Viele Christen wollen dem Staat Israel seine Existenzberechtigung nicht absprechen. Darum verwenden sie als historische Bezeichnung für das Land an der südöstlichen Mittelmeerküste zur Zeit Jesu wie im Matthäusevangelium 2,1 den zeitgenössischen Ausdruck „Provinz Judäa/Judaia“. Diesen Namen hatte diese Großregion südlich der römischen Provinz Syria nach deren Eroberung durch Pompeius 63 v.d.Z. erhalten. Zum Ende der Regierungszeit des von Rom eingesetzten Königs Herodes I. (37-4 v.d.Z.) wurde Jesus geboren. Während dieser Zeit hieß dieses Gebiet weiterhin „Provinz Judäa/Judaia“. Das galt auch für die nachfolgende Zeit, als dieses Herrschaftsgebiet unter seinen Söhnen aufgeteilt wurde.
Eine römische Provinz „Palaestina“ entstand erst mit der Teilung der Provinz „Syria Palaestina“ 193/194 n.d.Z. in die Provinzen „Syria Coele“, „Syria Phoenice“ und eben „Palaestina“. Kaiser Hadrian hatte die Provinz Judäa“ nach dem Bar Kochba Aufstand (132-135 n.d.Z.) mehr als 100 Jahre nach dem Tod Jesu – in „Syria Palaestina“ umbenannt. Während des 4. und 5. Jahrhunderts wurde die Provinz „Syria Palaestina“ weiter geteilt, 614-628 n.d.Z. durch das persische Sas(s)anidenreich erobert und endete damit.
Wenn sich in antiken Schriften vor 63 v.d.Z. die Bezeichnung „Palästina“ befindet, kann dies selbstredend nicht die Bezeichnung dieses Gebietes als „Palästina“ zur Lebenszeit Jesu belegen.

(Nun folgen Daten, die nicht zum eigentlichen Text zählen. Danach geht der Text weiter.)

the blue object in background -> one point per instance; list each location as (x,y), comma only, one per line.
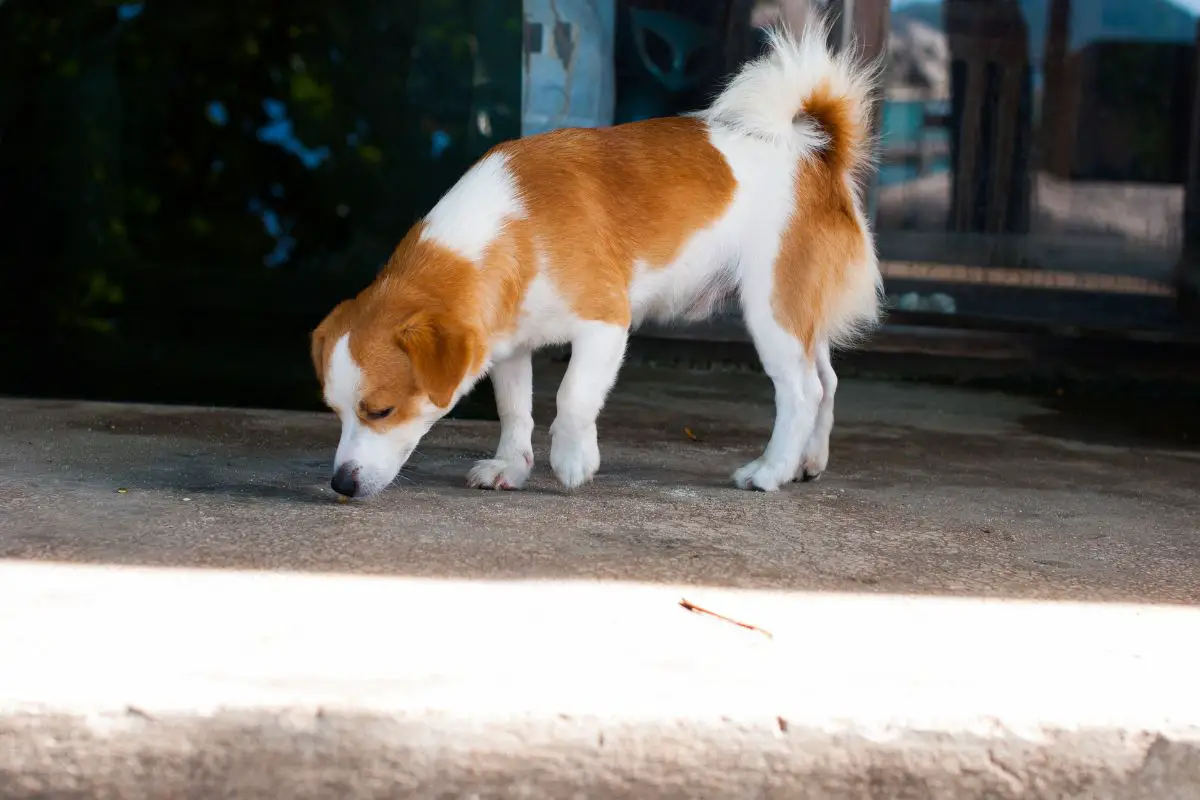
(568,74)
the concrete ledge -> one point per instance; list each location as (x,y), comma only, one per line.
(179,684)
(987,596)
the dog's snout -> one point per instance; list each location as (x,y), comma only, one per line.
(346,480)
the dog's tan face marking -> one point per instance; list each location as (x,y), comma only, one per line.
(391,364)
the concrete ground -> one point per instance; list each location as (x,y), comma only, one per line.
(985,596)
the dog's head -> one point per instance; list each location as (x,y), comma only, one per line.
(389,370)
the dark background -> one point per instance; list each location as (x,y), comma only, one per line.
(187,188)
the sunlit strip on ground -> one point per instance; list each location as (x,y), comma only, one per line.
(96,639)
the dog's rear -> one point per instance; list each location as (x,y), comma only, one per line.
(803,98)
(822,287)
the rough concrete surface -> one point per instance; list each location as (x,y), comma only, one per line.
(984,597)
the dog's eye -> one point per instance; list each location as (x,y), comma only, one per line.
(378,415)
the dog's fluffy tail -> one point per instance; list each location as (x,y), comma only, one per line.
(802,95)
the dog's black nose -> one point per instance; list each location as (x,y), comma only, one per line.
(345,480)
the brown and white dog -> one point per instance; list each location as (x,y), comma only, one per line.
(579,235)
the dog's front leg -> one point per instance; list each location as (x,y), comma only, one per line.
(597,354)
(513,384)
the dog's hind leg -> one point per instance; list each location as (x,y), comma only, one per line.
(816,452)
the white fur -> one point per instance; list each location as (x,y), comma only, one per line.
(763,98)
(376,458)
(474,211)
(816,451)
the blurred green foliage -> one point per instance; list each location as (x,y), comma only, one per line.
(169,167)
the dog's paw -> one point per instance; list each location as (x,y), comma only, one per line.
(501,473)
(575,457)
(762,475)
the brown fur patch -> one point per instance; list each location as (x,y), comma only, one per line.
(601,199)
(821,245)
(415,332)
(837,116)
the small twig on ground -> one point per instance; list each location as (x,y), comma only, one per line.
(694,607)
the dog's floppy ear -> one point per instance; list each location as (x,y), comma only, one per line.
(323,338)
(443,353)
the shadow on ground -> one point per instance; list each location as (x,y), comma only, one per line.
(930,489)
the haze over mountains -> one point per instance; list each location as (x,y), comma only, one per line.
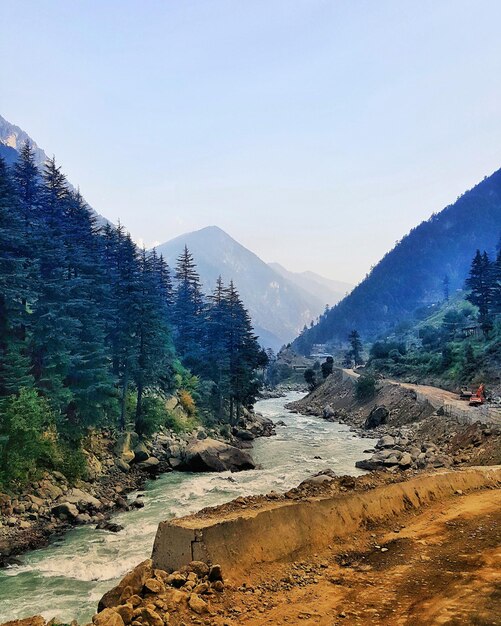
(412,274)
(280,302)
(279,306)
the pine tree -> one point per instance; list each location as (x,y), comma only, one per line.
(90,380)
(155,351)
(188,311)
(54,327)
(480,282)
(356,347)
(14,292)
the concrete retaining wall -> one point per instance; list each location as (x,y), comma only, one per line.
(291,529)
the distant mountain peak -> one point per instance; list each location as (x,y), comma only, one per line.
(14,137)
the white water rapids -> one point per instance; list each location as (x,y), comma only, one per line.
(67,579)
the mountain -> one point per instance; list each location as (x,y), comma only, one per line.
(279,308)
(412,274)
(13,137)
(324,289)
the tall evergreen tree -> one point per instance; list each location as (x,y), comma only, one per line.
(481,285)
(15,290)
(188,310)
(356,347)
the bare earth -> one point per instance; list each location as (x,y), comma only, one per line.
(439,566)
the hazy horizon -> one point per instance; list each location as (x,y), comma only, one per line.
(315,133)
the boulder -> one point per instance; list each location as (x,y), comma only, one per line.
(198,605)
(328,411)
(386,442)
(141,452)
(107,617)
(244,435)
(82,500)
(65,511)
(135,580)
(377,416)
(36,620)
(405,460)
(111,527)
(151,465)
(210,455)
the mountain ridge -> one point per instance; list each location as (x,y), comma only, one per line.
(412,273)
(279,308)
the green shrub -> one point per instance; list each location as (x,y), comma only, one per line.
(365,387)
(26,443)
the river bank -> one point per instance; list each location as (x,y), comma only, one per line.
(117,466)
(412,432)
(67,578)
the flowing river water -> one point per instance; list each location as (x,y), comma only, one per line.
(67,578)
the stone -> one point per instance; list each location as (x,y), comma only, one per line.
(107,617)
(386,442)
(150,465)
(125,611)
(141,452)
(111,527)
(83,500)
(200,568)
(198,605)
(176,579)
(152,585)
(135,580)
(215,573)
(150,616)
(244,435)
(405,460)
(201,588)
(36,620)
(210,455)
(376,417)
(328,411)
(122,465)
(65,511)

Es ist mithin historisch unpassend, diese Großregion schon für die Lebenszeit Jesu als „Palästina“ zu bezeichnen. Zudem kann (ungewollt) unterschwellig der Eindruck entstehen, dieses Gebiet sei schon immer „Palästina“ gewesen. Das wäre eine fatale theologisch-politische Positionierung, die derartiger palästinensischer Propaganda auf den Leim geht – vor allem dann, wenn – historisch falsch – isolierte Aspekte der heutigen politischen Verhältnisse verallgemeinert und rückdatiert werden. Denn die historische römische Provinz hat mit dem heutigen Palästina und seinen politischen Implikationen nichts zu tun. Das heutige Palästina und das palästinensische Volk sind Resultat der geopolitischen Ambitionen arabischer Oligarchien seit dem 20 Jahrhundert – vor allem aber ihrer Nähe zur deutschen Regierung von 1933 bis 1945 und dem damit einhergehendem Antisemitismus, der nicht zwingend aus dem Islam hervorgehen muss. Die arabische Bevölkerung im britischen Mandatsgebiet wurde nach Gründung des Staates Israel 1948 plötzlich als „palästinensisch“ bezeichnet. Ihr wurde eine entsprechende Identität zugeschrieben – vor allem nach der Verhinderung der vorgeschlagenen Teilung des Gebietes, welche von Israel akzeptiert worden war, und nach dem sofortigen Angriff auf den erst 24 Stunden alten Staat. Weil dadurch die Grundlagen für die heutigen Probleme in dieser scharfen Form überhaupt erst gelegt wurden, ist es nicht belanglos, wie Christen das Gebiet bezeichnen, in dem Jesus lebte. Darum sind die Titel der Karten sowie Bezeichnungen in der Zeittafel zur biblischen Geschichte und Erläuterungen relevanter Bibelstellen wie zu Lk 1,15 in den Ausgaben der Einheitsübersetzung entsprechend zu ändern. Sonst sind Beteuerungen gegenüber Israel belanglos.
(Dieser Text beruht auf einem Leserbrief, der am 5.10.2023 in der Deutschen Tagespost erschien.)